With Continuing, I love how it works on the conventional piano, and am grateful to Cristina for showing me how well it transforms into something else on the acoustic instrument. It’s different, not quite as continuous, without the trailing wake (so without that musician/machine friction, but that’s ok!), and also equal-tempered (the bitKlavier version is in quarter-comma meantone tuning), but it is rich and beautiful. It’s also, well, just convenient, since acoustic pianos are ubiquitous. Here are two versions that Cristina recorded, each taking a different approach, primarily with articulation and pedaling:
Continuing, acoustic piano version #1
Continuing, acoustic piano version #2
While we’re at it, how about a version for harpsichord:
which is of course more akin to the Ligeti piece. This one is actually played on bitKlavier, so it has both the delays and the quarter-comma meantone tuning. I confess I love all of these versions, and, as with the Ligeti, I’m not particularly interested in picking favorites and am delighted that the piece can take on so many forms. I also don’t think of Cristina as “trying to be a machine” while playing these, and am drawn to how her own energy inhabits the piece, enhancing the sense of continuation that I’m after; it swells and subsides in ways I hadn’t imagined, and ways that a machine wouldn’t (at least not without specific instruction). On the other hand, while playing the acoustic piano, she does try to “imitate the machine,” to bring some of that wake and friction that the bitKlavier preparations insist on; Cristina had this to say:
Pianists are often reaching for and imitating the sound of something else. It is ingrained in our training, like the cultivation of a legato lyric vocal line (think Chopin's bel canto melodies), the suggestion of orchestral instruments in Beethoven sonatas, the tight sound of Baroque harpsichord when approaching any Bach, the solo-tutti alternations of a baroque chamber work, the big city traffic sounds of horns honking in Gershwin's Rhapsody in Blue, and the list goes on. I was excited when I discovered that I could recreate the compounding layers of echoes effect from the bitKlavier settings programmed for Continuing on the piano (using lush, blurry pedaling combined with quick, steely finger strokes to generate a firm tone). Imitating the machine was a fun challenge, stretching my imagination to use piano technique in new ways. Initially, we thought Adam would learn and record this prelude. His early readings had a strong percussionist's perspective that echoed minimalist performance practice. He came to believe that my technique with scales might be better suited to this piece. To me the piece was a bit more impressionistic. Once I had that sound world in my inner ear, I went back and let Adam's perspective give it a compelling propulsive rhythmic performance.
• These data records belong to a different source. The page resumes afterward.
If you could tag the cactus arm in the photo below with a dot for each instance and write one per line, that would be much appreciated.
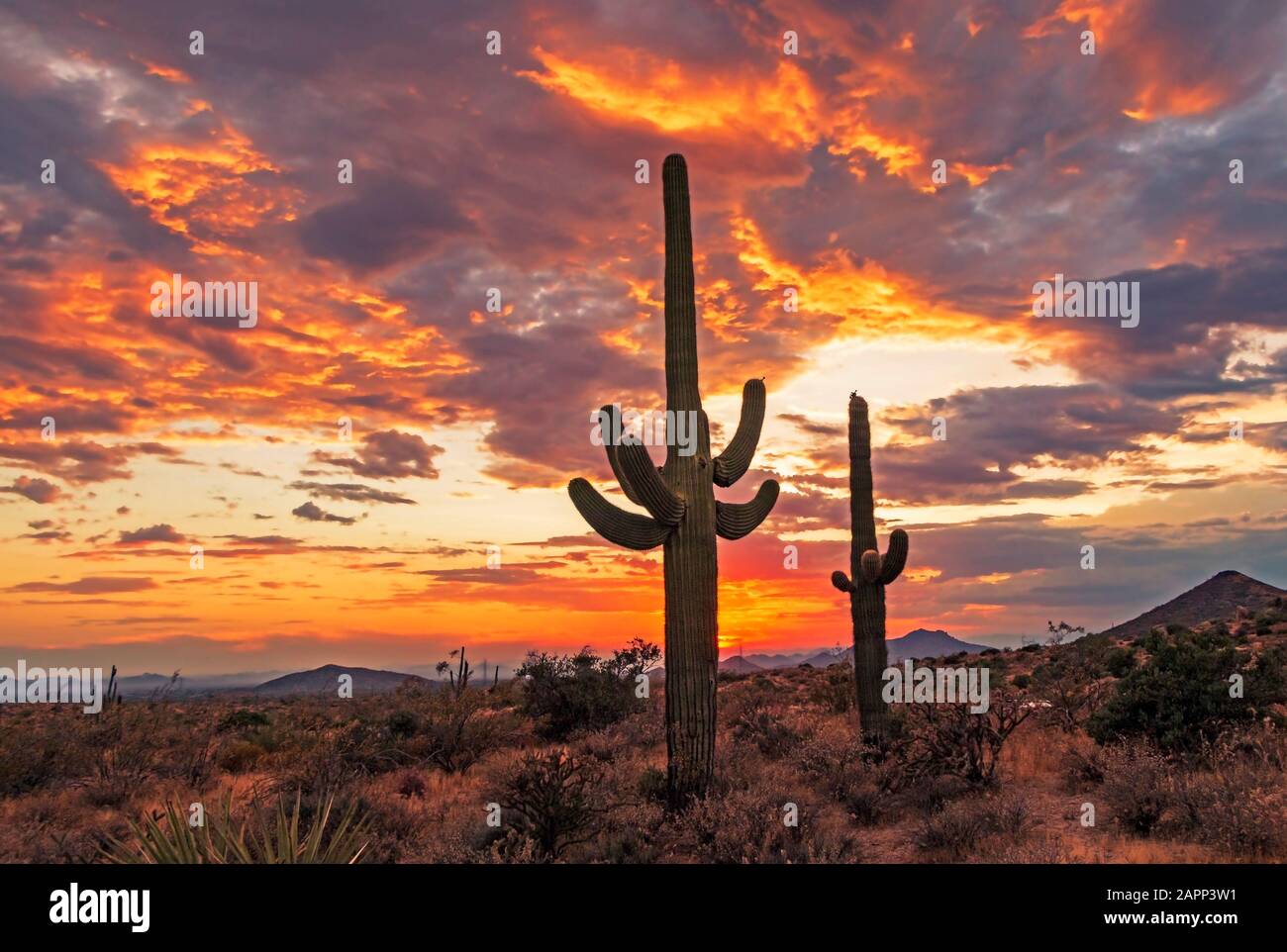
(733, 463)
(870, 566)
(617, 525)
(609, 425)
(654, 496)
(735, 520)
(895, 558)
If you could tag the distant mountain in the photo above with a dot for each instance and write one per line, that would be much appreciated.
(326, 681)
(1215, 600)
(824, 659)
(739, 665)
(779, 660)
(928, 643)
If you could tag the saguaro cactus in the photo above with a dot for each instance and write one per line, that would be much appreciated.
(683, 515)
(869, 574)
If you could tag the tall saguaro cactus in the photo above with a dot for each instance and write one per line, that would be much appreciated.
(683, 515)
(869, 574)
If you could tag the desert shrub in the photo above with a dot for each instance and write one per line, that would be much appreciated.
(835, 690)
(1081, 763)
(1179, 696)
(652, 785)
(1236, 799)
(33, 754)
(932, 793)
(1069, 682)
(243, 719)
(583, 691)
(1138, 786)
(745, 826)
(124, 751)
(959, 827)
(951, 738)
(275, 837)
(453, 729)
(832, 755)
(1235, 807)
(551, 796)
(402, 723)
(766, 731)
(240, 757)
(1119, 661)
(411, 784)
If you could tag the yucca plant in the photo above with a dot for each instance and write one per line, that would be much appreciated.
(223, 841)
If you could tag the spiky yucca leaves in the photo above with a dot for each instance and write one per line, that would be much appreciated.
(223, 841)
(683, 515)
(869, 574)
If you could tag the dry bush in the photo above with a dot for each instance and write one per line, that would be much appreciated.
(1237, 801)
(959, 828)
(1138, 786)
(745, 826)
(950, 738)
(1081, 764)
(553, 798)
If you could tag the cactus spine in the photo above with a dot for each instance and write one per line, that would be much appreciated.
(683, 515)
(869, 574)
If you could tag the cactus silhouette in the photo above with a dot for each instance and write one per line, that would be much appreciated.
(683, 515)
(869, 574)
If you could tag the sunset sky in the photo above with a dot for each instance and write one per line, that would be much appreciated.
(518, 171)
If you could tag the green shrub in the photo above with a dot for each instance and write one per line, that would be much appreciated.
(583, 693)
(1179, 698)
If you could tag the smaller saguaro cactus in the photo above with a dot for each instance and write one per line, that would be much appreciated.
(459, 678)
(869, 574)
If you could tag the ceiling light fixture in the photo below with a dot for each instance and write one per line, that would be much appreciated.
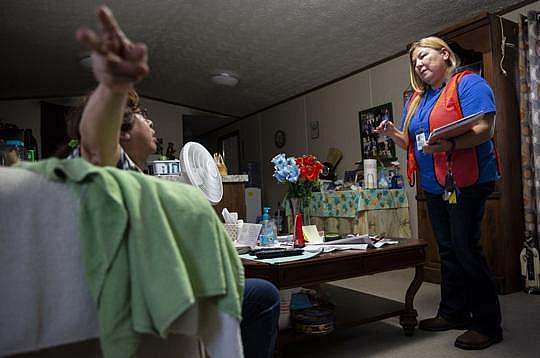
(225, 79)
(86, 61)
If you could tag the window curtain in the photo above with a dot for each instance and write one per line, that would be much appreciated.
(529, 74)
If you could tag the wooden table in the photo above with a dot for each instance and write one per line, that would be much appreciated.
(340, 265)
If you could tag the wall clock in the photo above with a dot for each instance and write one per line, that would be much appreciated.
(279, 138)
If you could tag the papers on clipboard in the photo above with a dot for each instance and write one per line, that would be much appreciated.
(456, 128)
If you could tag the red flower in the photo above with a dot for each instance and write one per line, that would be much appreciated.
(310, 167)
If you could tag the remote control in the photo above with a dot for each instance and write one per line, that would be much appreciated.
(278, 253)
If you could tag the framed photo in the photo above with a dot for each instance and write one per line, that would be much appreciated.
(374, 146)
(314, 126)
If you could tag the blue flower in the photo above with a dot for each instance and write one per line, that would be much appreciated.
(285, 169)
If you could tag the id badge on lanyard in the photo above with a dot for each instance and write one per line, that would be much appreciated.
(420, 139)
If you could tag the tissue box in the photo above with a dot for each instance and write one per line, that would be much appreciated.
(232, 230)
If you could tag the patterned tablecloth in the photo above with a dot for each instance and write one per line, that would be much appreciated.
(373, 211)
(347, 204)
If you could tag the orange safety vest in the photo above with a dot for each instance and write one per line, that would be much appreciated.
(446, 110)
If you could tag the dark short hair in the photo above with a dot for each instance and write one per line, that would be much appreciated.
(74, 116)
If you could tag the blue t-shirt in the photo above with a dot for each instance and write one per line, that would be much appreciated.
(474, 95)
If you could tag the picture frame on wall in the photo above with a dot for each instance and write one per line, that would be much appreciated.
(374, 146)
(314, 127)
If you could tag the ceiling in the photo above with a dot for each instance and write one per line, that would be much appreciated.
(277, 48)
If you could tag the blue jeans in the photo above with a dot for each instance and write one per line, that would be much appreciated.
(468, 288)
(260, 316)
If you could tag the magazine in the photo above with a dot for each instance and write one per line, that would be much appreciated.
(456, 128)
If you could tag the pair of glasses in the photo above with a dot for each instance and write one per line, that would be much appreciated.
(142, 111)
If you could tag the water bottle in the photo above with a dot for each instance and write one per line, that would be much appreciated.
(266, 237)
(298, 233)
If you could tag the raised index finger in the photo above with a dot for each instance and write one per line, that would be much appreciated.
(109, 23)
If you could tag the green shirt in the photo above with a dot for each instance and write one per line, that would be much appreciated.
(150, 248)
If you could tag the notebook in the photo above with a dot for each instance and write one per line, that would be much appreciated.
(456, 128)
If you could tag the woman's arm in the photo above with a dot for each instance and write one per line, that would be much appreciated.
(117, 65)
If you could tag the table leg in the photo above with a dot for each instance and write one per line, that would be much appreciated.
(408, 319)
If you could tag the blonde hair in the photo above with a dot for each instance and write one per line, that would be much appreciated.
(419, 86)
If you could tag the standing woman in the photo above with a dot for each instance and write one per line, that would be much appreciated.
(467, 167)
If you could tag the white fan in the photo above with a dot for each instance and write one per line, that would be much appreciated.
(197, 167)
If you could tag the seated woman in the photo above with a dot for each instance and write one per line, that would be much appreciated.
(114, 131)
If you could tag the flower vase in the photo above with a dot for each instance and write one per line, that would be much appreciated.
(297, 219)
(301, 205)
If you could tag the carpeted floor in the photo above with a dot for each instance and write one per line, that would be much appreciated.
(521, 326)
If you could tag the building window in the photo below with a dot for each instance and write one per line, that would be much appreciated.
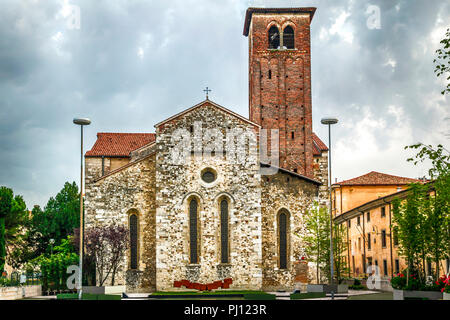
(288, 38)
(208, 175)
(282, 238)
(193, 235)
(274, 38)
(224, 231)
(429, 267)
(395, 237)
(133, 224)
(383, 238)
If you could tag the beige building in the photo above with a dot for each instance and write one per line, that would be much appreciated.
(364, 205)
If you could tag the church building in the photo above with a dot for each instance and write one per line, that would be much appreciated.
(213, 195)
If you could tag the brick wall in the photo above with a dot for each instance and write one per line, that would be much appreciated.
(280, 88)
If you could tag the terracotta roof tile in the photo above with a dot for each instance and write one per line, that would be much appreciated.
(318, 145)
(377, 178)
(119, 144)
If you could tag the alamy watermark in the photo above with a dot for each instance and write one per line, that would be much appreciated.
(374, 19)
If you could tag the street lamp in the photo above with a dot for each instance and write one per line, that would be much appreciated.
(52, 242)
(329, 122)
(81, 122)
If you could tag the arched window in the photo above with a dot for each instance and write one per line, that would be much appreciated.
(193, 236)
(282, 238)
(274, 38)
(133, 224)
(224, 230)
(288, 38)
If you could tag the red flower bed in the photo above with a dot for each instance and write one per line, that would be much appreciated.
(225, 284)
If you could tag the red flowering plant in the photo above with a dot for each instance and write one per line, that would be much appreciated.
(443, 284)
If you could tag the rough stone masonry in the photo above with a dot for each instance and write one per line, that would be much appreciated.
(210, 217)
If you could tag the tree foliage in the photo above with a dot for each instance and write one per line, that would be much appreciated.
(14, 219)
(423, 220)
(442, 62)
(106, 245)
(317, 243)
(58, 220)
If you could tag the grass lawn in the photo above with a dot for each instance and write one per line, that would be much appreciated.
(247, 295)
(88, 296)
(373, 296)
(308, 295)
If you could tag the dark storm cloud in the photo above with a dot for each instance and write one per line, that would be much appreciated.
(134, 63)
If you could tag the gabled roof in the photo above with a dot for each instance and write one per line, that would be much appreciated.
(294, 174)
(318, 145)
(372, 204)
(208, 103)
(377, 178)
(114, 144)
(250, 11)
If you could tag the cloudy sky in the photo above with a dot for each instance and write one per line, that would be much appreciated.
(130, 64)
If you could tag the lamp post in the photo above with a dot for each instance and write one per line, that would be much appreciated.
(52, 242)
(329, 122)
(81, 122)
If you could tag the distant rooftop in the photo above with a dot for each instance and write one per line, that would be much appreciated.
(114, 144)
(377, 178)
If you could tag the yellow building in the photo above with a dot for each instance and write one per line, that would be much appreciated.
(364, 204)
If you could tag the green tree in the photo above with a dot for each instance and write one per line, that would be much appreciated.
(410, 223)
(317, 240)
(340, 247)
(58, 220)
(16, 224)
(435, 205)
(6, 196)
(442, 62)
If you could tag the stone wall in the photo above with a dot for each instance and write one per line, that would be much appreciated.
(177, 184)
(284, 191)
(113, 198)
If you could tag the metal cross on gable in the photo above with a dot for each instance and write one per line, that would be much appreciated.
(207, 90)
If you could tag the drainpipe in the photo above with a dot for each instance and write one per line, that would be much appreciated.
(348, 249)
(390, 237)
(364, 242)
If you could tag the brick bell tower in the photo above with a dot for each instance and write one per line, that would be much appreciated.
(280, 80)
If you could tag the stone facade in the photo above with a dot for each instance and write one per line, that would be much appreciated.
(177, 184)
(152, 183)
(287, 192)
(113, 197)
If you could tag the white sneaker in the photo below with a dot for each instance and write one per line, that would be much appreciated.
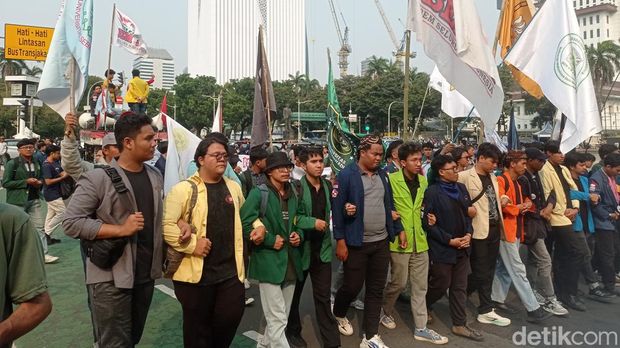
(358, 304)
(344, 326)
(50, 258)
(374, 342)
(493, 318)
(387, 321)
(554, 307)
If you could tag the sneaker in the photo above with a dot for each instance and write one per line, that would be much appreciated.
(601, 295)
(50, 258)
(295, 340)
(428, 335)
(493, 318)
(539, 298)
(554, 307)
(572, 302)
(374, 342)
(538, 316)
(358, 304)
(249, 301)
(387, 321)
(344, 326)
(467, 332)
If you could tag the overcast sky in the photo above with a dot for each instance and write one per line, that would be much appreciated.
(164, 25)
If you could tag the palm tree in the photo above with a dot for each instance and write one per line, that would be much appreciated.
(377, 66)
(604, 62)
(10, 66)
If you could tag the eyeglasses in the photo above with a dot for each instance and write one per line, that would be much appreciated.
(218, 155)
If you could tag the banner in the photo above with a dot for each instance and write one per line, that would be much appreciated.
(128, 35)
(264, 99)
(551, 52)
(72, 40)
(452, 36)
(342, 144)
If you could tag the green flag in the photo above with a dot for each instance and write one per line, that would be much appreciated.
(341, 142)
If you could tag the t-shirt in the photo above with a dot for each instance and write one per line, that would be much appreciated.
(220, 264)
(487, 186)
(143, 194)
(374, 209)
(51, 171)
(319, 204)
(22, 272)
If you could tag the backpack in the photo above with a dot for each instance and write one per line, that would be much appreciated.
(173, 258)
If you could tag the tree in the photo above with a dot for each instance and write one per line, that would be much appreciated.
(604, 62)
(377, 66)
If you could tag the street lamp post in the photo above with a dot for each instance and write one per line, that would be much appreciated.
(389, 114)
(299, 117)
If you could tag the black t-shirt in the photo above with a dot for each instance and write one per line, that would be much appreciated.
(143, 194)
(487, 186)
(220, 264)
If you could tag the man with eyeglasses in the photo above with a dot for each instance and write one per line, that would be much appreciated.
(22, 180)
(363, 226)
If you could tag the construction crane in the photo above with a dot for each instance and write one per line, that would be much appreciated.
(399, 51)
(345, 47)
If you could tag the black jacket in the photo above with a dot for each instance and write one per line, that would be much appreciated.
(438, 203)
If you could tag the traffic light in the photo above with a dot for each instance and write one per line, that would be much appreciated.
(23, 111)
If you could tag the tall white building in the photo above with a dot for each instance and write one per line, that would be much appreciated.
(599, 21)
(159, 63)
(222, 37)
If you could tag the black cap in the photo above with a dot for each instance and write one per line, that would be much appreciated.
(25, 142)
(534, 153)
(276, 160)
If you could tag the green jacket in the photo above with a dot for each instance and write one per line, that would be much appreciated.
(306, 222)
(410, 213)
(14, 180)
(268, 265)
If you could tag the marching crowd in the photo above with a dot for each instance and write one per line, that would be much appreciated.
(441, 223)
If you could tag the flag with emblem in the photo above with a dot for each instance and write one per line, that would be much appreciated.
(341, 142)
(551, 52)
(452, 36)
(515, 16)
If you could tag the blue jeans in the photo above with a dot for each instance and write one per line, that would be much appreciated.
(34, 208)
(510, 269)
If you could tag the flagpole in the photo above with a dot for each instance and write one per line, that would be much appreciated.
(111, 37)
(417, 123)
(463, 124)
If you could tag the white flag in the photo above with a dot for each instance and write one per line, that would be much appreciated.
(453, 103)
(551, 52)
(128, 35)
(71, 41)
(452, 36)
(218, 118)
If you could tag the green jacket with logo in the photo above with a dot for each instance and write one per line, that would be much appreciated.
(410, 213)
(306, 222)
(268, 265)
(14, 180)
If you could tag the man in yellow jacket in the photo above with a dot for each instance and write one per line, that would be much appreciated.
(137, 91)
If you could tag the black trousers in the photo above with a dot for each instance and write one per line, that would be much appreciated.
(321, 276)
(483, 258)
(119, 315)
(606, 256)
(211, 313)
(369, 264)
(444, 276)
(570, 254)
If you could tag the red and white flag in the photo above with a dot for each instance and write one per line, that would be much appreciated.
(128, 35)
(452, 36)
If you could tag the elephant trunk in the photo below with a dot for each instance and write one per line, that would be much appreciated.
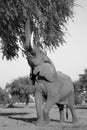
(66, 112)
(28, 35)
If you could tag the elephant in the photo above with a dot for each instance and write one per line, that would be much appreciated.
(55, 86)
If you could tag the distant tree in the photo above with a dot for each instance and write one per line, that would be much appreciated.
(20, 89)
(47, 19)
(4, 97)
(81, 88)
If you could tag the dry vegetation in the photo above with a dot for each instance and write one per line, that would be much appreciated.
(22, 118)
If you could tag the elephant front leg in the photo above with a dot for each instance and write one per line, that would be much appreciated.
(39, 108)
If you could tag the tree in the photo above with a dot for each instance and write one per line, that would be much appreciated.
(47, 19)
(81, 88)
(4, 97)
(20, 89)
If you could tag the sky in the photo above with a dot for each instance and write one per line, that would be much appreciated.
(71, 58)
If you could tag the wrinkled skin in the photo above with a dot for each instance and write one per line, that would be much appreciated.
(56, 86)
(59, 92)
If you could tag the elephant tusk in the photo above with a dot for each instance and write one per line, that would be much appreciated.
(32, 35)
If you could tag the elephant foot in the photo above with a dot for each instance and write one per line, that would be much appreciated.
(75, 123)
(41, 122)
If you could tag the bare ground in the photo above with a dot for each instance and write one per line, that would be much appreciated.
(22, 119)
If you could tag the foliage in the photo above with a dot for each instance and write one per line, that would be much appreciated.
(47, 20)
(20, 89)
(81, 88)
(4, 97)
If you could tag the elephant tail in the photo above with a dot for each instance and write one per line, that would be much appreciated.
(66, 112)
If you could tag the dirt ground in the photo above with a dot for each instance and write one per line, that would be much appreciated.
(22, 119)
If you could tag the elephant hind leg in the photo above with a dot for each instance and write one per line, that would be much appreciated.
(61, 112)
(71, 107)
(49, 104)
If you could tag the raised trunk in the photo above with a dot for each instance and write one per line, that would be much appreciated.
(27, 44)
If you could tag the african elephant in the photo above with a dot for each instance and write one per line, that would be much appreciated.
(56, 87)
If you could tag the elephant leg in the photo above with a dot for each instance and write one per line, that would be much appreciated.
(61, 112)
(38, 102)
(49, 104)
(71, 107)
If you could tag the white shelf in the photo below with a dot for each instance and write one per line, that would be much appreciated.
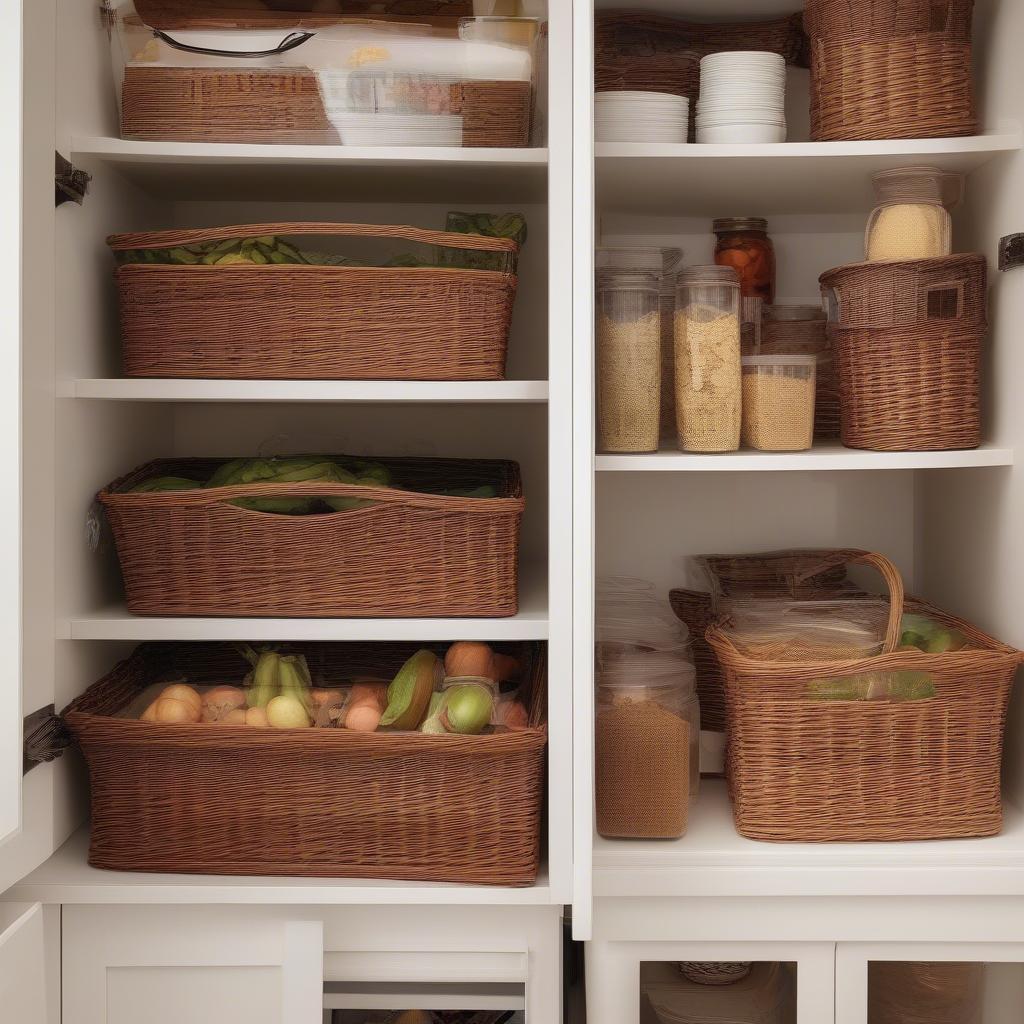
(67, 878)
(713, 860)
(320, 173)
(153, 389)
(821, 458)
(782, 177)
(116, 623)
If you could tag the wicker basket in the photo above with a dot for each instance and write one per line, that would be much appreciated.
(907, 340)
(410, 554)
(305, 323)
(653, 52)
(806, 770)
(882, 69)
(231, 800)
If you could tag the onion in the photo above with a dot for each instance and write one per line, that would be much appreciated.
(287, 712)
(468, 657)
(184, 693)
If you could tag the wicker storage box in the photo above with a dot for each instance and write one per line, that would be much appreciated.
(887, 69)
(299, 322)
(410, 554)
(231, 75)
(841, 770)
(238, 800)
(906, 338)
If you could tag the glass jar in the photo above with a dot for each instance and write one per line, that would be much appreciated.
(802, 331)
(743, 245)
(628, 330)
(911, 219)
(708, 371)
(647, 744)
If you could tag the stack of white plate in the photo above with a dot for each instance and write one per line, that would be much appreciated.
(742, 98)
(641, 117)
(398, 129)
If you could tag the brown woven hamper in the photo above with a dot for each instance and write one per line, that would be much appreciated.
(907, 347)
(806, 770)
(410, 554)
(889, 69)
(296, 322)
(238, 800)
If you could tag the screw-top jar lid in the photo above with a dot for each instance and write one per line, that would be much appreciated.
(794, 313)
(709, 274)
(721, 224)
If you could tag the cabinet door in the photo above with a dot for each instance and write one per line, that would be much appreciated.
(200, 965)
(28, 993)
(969, 982)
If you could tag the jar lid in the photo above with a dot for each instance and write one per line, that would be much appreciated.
(739, 224)
(779, 360)
(708, 274)
(794, 313)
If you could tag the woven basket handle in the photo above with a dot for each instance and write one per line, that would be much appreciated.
(205, 497)
(450, 240)
(893, 581)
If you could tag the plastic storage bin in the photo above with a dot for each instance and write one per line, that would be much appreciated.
(708, 367)
(802, 331)
(629, 360)
(778, 401)
(303, 78)
(238, 800)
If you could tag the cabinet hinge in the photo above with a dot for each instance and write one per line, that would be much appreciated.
(1011, 251)
(45, 737)
(72, 184)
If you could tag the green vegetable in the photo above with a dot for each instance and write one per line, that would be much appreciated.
(468, 709)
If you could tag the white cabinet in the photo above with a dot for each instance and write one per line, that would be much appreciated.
(231, 965)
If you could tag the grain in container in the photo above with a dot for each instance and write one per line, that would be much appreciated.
(911, 217)
(629, 360)
(778, 401)
(708, 367)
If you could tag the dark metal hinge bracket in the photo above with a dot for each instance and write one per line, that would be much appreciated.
(72, 184)
(45, 737)
(1011, 252)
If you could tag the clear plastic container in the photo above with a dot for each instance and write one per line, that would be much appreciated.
(306, 77)
(628, 329)
(647, 744)
(911, 219)
(708, 367)
(778, 401)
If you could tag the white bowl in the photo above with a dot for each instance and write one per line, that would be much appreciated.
(741, 134)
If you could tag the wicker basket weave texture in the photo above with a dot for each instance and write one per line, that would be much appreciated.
(298, 322)
(907, 348)
(314, 802)
(412, 554)
(889, 69)
(804, 770)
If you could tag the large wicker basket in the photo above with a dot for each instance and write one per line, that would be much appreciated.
(907, 339)
(410, 554)
(299, 322)
(237, 800)
(807, 770)
(890, 69)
Returning to the Ligeti “meccanico” version of Continuum, for barrel organ, I made a mechanical version of Continuing; this was done by exporting the MIDI from Dorico and then in bitKlavier completely flattening out the velocities (since, ironically, Dorico attempts to “humanize” the MIDI playback by adding metric accents and subtle dynamic variations and so on) using the velocity curve feature in bitKlavier. I also increased the tempo to a slightly uncomfortable place. I tried a variety of sampled instruments, and eventually settled on this Rhodes piano, which sounds pretty great to me:
Again, I won’t impose my observations about the varying characteristics of these performances, but they do leave me with the clear sense that there is plenty of room for both human and machine performers, and that the space between them is intriguing, to say the least. This is mirrored by the room I see for old fashioned analog instruments and new-fangled digital instruments—this isn’t a zero-sum game.